The Cleveland Clinic Lerner College of Medicine pays for transporting the body, as well as for the cremation. The cremains are then returned to the family or buried at the college’s cost, according to Dr. Richard Drake, director of anatomy and professor of surgery at the college.
“Obviously, it is a savings in money, and I’m sure some people are looking at that aspect of it. Some of the people that pass away want to donate not only for helping mankind, but also to help reduce the financial burden to their family,” he said.
The choice to donate to science is quite a cost-savings, especially as funeral costs continue to rise.
There has been a 28 percent increase in average funeral costs from 2004 to 2014, according to a report released by the National Funeral Directors Association. The average price for a funeral with viewing and burial is just over $7,000.
Stephen Kemp, with Haley Funeral Directors in Southfield, Michigan and board member of the National Funeral Directors Association, said while prices have increased, it is representative of rising costs that other businesses also face. He said costs for funerals vary, and financial programs are available to help families of the deceased plan a ceremony.
Kemp, who used to work in Youngstown, said there has been a move to alternative choices after death, however.
“Yes, our business model has changed somewhat in that people want a different kind of disposition, so we certainly will do that,” he said. “And yes, cremation has grown in terms of what people want to decide to do and some of that in some economic communities, such as where I am in Detroit, it is certainly sometimes an economic decision…”

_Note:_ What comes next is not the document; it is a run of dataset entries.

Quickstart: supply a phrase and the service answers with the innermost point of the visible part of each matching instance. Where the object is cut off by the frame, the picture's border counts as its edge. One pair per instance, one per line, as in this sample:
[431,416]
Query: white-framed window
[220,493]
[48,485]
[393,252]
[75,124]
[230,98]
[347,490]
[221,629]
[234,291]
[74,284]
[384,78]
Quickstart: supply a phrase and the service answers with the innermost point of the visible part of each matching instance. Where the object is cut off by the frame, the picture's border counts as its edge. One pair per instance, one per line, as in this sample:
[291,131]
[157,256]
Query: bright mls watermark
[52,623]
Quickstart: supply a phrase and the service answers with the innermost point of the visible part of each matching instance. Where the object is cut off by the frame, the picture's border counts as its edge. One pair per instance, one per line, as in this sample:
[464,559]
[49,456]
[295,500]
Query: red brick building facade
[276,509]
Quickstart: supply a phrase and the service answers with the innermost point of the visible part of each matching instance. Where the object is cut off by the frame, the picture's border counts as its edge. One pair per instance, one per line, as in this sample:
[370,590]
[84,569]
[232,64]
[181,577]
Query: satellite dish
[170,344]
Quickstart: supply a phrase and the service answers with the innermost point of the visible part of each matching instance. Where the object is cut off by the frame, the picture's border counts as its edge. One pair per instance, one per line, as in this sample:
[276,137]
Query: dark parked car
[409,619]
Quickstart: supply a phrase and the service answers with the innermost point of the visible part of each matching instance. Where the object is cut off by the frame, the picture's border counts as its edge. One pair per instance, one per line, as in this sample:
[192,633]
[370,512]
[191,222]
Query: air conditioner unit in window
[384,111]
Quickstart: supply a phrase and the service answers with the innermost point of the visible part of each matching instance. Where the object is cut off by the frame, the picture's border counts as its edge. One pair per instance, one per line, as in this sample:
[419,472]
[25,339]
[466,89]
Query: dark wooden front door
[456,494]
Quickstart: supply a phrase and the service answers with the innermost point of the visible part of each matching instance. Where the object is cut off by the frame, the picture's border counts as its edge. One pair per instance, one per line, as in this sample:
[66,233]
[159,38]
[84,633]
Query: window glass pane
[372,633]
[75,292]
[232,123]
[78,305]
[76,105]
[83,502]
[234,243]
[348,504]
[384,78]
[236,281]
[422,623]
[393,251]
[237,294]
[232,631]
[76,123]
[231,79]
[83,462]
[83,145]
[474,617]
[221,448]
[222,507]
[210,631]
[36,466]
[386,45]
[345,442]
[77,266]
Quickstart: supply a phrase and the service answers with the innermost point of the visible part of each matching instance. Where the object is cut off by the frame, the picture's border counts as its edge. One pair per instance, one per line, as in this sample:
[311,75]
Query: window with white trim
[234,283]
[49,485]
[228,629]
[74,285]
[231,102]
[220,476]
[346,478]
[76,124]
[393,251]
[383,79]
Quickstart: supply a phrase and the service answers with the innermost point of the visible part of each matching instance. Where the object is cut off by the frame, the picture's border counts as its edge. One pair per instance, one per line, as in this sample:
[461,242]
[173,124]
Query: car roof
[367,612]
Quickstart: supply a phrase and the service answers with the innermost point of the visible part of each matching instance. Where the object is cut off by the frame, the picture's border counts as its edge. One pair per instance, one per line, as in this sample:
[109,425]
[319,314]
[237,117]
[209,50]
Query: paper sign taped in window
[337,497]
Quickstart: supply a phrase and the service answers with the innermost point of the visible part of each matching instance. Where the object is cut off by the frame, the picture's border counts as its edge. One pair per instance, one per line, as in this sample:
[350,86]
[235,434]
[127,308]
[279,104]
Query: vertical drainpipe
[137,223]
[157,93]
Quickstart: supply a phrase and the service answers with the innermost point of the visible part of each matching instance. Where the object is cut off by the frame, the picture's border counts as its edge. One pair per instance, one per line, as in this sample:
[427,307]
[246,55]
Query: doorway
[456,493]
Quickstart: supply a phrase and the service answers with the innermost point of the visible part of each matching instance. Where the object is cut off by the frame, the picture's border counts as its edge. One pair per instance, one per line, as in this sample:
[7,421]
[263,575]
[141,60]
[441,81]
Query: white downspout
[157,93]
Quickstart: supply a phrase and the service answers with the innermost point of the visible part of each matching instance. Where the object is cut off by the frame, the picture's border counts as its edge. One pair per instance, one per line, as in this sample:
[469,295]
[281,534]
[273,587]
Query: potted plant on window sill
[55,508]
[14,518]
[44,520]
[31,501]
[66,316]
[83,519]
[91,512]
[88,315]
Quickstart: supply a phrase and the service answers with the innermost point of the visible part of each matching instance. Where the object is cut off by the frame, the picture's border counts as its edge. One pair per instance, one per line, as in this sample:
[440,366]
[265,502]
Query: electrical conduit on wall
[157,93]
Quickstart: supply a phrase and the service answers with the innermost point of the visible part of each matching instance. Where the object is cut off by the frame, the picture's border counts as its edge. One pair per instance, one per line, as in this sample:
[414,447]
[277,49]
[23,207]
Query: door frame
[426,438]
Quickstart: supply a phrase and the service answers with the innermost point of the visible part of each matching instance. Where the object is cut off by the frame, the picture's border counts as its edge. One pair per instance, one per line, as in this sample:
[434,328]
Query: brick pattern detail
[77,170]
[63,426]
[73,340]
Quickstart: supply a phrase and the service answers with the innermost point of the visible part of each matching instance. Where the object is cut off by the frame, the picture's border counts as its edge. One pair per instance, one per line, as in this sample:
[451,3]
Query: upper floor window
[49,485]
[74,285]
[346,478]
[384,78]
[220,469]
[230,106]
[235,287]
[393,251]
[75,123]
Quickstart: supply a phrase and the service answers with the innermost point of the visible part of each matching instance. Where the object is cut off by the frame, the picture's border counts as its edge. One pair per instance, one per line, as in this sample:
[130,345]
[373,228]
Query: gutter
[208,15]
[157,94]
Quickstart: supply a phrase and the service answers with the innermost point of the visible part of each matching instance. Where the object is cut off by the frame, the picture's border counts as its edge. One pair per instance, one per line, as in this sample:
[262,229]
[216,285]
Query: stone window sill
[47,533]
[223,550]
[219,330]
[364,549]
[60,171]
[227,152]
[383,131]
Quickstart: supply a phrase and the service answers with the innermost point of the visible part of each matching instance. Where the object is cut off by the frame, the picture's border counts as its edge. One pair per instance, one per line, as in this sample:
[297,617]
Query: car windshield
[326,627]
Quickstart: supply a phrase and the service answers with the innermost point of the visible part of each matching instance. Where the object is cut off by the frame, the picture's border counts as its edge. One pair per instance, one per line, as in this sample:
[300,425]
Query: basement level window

Kemp added that even if someone chooses not to have a traditional burial and funeral services, funeral directors can assist family members with their options, including body donation.
Those who are interested in learning more about body donation options can contact any of Ohio’s medical schools or the companies, like MedCure and Science Care.
Ellsworth stresses making your wishes known to your family if you choose to register as a donor.
Vaughn said despite some questions from her parents, her family was generally supportive of the process.
“I just feel that the med students have so much information that they have to get into their heads until they get to the part where they start practicing medicine,” she said. “I just think that in any ways that we can help them, that I felt good about doing that.”